Monday, May 2, 2011

5/2/2011 - a bad person. . .

I know a lot of people are tiptoeing gently about the death of Osama bin Laden, cradling their reactions in their arms--should I feel joyful that he is dead?; should I condemn the killing of a man, regardless of his deeds and nature?  It's a polarizing question, and thanks to the wonders of social media, I can already see much of the dissention on how we all should, and shouldn't, process this event in the name of decency.

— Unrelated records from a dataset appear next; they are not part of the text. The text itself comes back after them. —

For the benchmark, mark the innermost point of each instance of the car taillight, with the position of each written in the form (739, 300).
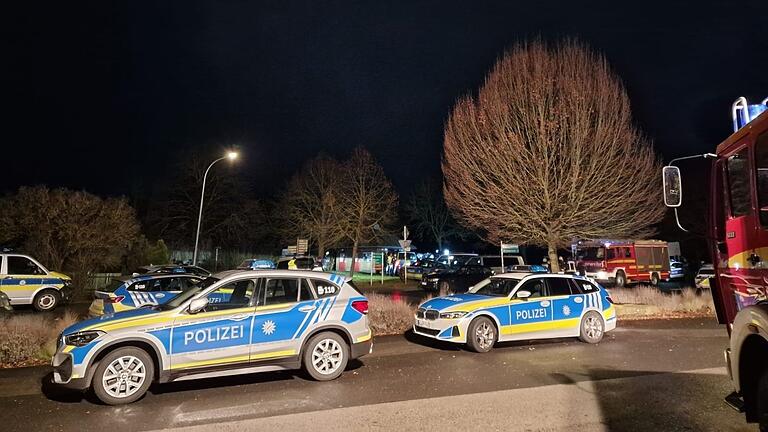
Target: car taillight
(360, 306)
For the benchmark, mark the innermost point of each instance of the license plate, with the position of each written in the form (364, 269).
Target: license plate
(423, 323)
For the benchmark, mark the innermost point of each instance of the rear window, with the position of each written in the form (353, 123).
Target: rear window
(583, 287)
(324, 288)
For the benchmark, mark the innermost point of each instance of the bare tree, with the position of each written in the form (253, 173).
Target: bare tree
(368, 200)
(547, 152)
(69, 229)
(311, 204)
(430, 216)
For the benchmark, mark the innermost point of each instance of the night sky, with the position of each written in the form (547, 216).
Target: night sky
(108, 97)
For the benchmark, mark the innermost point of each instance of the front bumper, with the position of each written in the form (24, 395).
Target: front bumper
(361, 348)
(67, 375)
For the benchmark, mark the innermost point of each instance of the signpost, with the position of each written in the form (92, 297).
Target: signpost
(507, 248)
(406, 245)
(302, 246)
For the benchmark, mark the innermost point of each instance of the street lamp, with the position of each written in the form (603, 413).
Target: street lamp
(231, 156)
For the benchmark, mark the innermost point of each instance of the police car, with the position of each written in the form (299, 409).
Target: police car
(519, 306)
(26, 281)
(127, 293)
(231, 323)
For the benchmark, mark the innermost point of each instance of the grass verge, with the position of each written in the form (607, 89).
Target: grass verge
(646, 302)
(27, 340)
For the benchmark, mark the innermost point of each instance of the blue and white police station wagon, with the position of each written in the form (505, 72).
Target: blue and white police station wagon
(231, 323)
(519, 306)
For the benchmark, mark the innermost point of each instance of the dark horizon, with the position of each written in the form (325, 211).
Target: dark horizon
(108, 98)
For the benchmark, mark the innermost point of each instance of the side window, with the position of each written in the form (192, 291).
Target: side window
(23, 266)
(761, 164)
(323, 288)
(280, 291)
(738, 182)
(535, 287)
(583, 287)
(231, 296)
(305, 292)
(558, 286)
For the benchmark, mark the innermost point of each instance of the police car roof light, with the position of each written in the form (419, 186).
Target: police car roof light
(742, 112)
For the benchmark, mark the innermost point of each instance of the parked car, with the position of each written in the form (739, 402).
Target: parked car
(677, 271)
(255, 264)
(25, 281)
(126, 293)
(5, 303)
(172, 268)
(272, 320)
(702, 276)
(302, 263)
(519, 306)
(455, 280)
(495, 262)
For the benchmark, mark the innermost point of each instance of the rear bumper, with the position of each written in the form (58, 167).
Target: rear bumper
(361, 348)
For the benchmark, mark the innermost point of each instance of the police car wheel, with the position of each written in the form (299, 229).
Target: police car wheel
(592, 328)
(123, 376)
(481, 335)
(326, 356)
(46, 300)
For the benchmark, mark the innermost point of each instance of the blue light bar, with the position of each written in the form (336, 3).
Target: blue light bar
(742, 112)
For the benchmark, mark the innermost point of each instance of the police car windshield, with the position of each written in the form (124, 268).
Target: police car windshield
(495, 287)
(186, 295)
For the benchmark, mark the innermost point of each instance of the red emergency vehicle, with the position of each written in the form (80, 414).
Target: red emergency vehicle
(738, 238)
(623, 262)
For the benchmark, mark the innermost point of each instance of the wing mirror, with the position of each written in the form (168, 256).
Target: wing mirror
(198, 305)
(523, 294)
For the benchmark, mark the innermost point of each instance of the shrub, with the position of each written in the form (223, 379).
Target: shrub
(26, 339)
(389, 316)
(686, 301)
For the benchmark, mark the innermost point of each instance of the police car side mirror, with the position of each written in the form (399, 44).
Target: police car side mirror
(198, 305)
(523, 294)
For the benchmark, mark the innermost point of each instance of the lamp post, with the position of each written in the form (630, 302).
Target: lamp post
(231, 156)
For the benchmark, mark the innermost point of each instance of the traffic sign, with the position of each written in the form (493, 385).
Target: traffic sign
(509, 248)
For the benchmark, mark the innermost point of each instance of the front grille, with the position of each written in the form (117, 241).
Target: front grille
(427, 331)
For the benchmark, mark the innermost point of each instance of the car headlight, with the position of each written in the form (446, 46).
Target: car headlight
(452, 315)
(82, 338)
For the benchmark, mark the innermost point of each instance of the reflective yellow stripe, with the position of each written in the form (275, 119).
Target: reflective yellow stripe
(236, 359)
(540, 326)
(273, 354)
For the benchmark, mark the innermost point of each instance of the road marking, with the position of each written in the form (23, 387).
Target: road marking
(580, 406)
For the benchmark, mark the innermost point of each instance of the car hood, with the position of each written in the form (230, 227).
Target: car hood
(95, 323)
(466, 302)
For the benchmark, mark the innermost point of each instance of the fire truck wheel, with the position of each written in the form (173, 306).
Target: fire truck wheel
(621, 279)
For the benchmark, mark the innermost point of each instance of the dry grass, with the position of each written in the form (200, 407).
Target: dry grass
(686, 301)
(388, 316)
(30, 339)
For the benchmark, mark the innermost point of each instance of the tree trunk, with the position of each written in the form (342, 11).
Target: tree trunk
(354, 256)
(554, 265)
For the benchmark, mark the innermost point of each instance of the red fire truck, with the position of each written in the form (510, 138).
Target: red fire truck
(738, 238)
(624, 262)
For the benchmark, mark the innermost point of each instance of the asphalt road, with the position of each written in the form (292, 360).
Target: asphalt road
(646, 375)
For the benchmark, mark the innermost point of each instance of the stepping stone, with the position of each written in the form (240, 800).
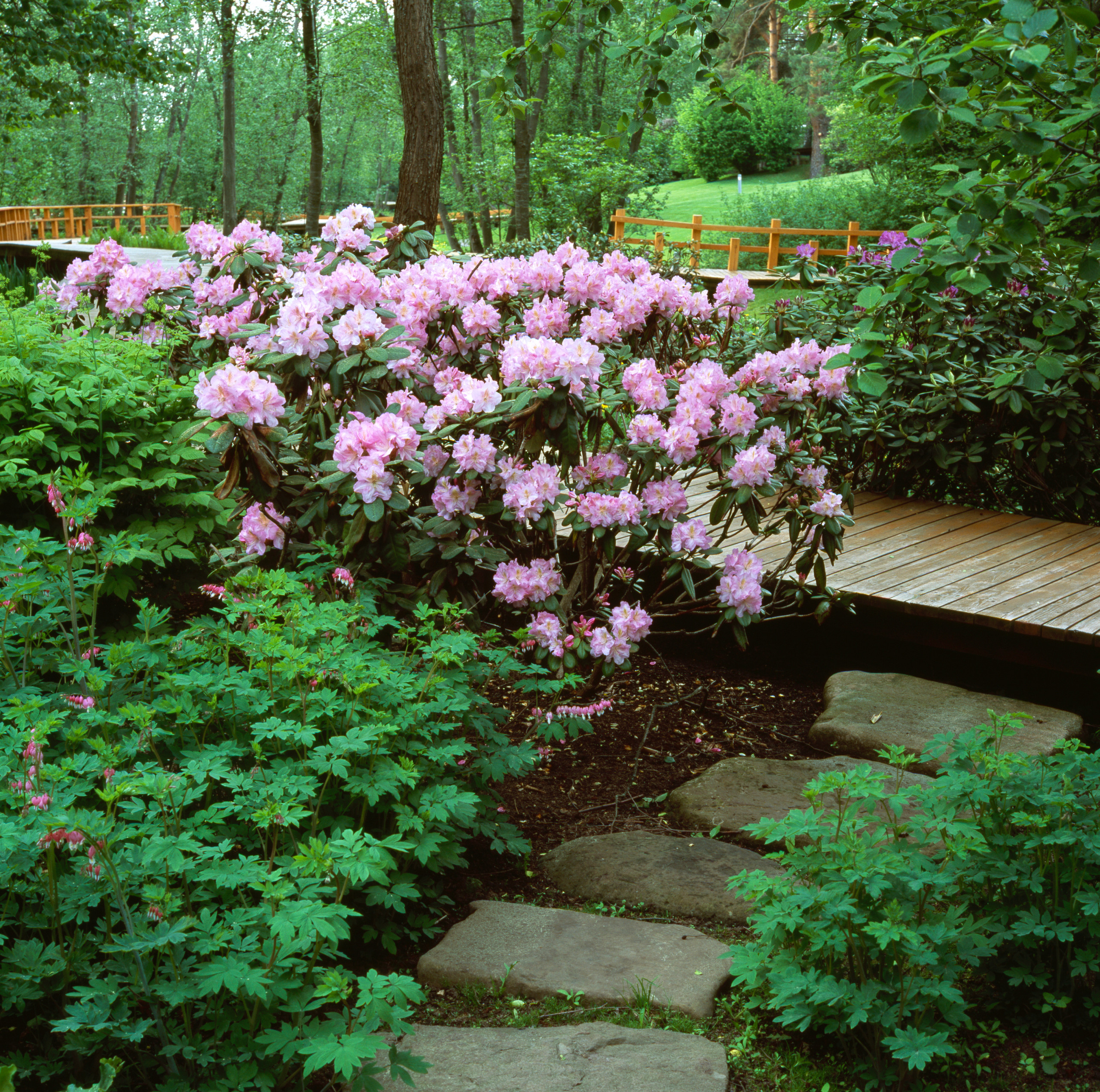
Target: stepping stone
(911, 711)
(601, 1057)
(680, 875)
(736, 792)
(608, 958)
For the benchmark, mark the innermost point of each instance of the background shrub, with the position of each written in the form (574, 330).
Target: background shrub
(981, 393)
(883, 927)
(714, 142)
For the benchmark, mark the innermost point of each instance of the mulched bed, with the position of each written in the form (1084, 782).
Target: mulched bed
(761, 703)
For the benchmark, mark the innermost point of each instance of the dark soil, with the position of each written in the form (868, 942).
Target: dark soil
(686, 706)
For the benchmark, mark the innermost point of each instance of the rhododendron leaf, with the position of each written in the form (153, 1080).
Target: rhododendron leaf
(688, 582)
(356, 531)
(220, 439)
(871, 383)
(395, 552)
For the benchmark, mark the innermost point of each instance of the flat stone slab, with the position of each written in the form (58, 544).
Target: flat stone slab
(608, 958)
(680, 875)
(910, 712)
(601, 1057)
(736, 792)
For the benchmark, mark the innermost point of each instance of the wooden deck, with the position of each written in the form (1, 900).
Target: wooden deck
(1038, 578)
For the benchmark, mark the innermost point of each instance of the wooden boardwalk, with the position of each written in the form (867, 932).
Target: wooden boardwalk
(1038, 578)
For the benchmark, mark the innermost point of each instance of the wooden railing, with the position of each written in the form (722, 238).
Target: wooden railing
(734, 248)
(79, 221)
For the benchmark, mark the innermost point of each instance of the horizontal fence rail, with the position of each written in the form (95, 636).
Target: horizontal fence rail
(852, 235)
(77, 221)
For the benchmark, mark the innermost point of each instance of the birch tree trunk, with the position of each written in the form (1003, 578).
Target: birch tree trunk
(423, 111)
(313, 118)
(522, 203)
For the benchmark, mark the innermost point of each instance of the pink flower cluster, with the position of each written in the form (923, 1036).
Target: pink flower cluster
(739, 586)
(521, 586)
(234, 390)
(629, 626)
(364, 447)
(529, 492)
(261, 528)
(601, 509)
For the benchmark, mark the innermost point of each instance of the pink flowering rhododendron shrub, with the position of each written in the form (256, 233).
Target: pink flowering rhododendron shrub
(515, 433)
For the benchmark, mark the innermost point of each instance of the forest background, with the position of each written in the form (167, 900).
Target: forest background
(273, 110)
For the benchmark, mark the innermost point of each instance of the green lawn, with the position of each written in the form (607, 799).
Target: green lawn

So I will take this opportunity, go on record, and say this:

I could not possibly want to celebrate the death of Osama bin Laden more.  Thank God it happened, and that it happened without any American casualties (at least in this specific strike, anyway).  Thank God the fight was brought to his 'home,' met with him face to face so he could see it coming, see his inevitable demise crashing through his walls, unstoppable in spite of however many wives he tries to throw in its way.  I hope it hurt.  I hope he suffered. 

I'll admit, I may be wrong in thinking this way.  Maybe this is just an example of how deep my flaws run, or maybe I am simply less evolved, less enlightened, than those who say that every human life has value.  But really, can we honestly hold bin Laden, the same one who claimed to rejoice at the sight of those bodies, sometimes only parts of bodies, plummeting to the ground on that sunny morning of September 11, 2001, in the same classification, the same species, the same genus as you and me?

So there you have it.  President Obama was right; it is a good day to be an American.  I am happy we got him, killed him decisively and unwaveringly, and though I should probably hold these thoughts closer to my heart and further from my mouth (or in this case, my fingertips), what can I do?  This was honestly how I felt when I received the news last night on TV, still how I felt this morning after sleeping on it, still after reading countless Facebook posts from friends who rebuke any feelings of joy one may hold at this historical moment. 

And it truly is a historical moment for America, for all the people who died on the planes, in the Pentagon and the towers, for their families and loved ones who might, just might, finally, after 10 years, feel the beginnings of closure. 

I just can't help but think back a decade to that morning when I woke up and saw those two towers burning like candles, how I was convinced for much too long that it could not be real, could not be terrorism; real buildings don't crumble like that.  It must be some horrible mix-up, a movie shoot, maybe.  I remember how the world seemed to have stopped on that day--traffic moved slower, stores were emptier--and how the world was changed every day thereafter. 

If feeling not an ounce of anything besides happiness at how bin Laden's death singularly has done more good than his entire cumulative life, if feeling joy at this American victory, this karmic comeuppance, makes me a bad person, then I am further from being good than I thought.  I'll just have to find a way to live with that.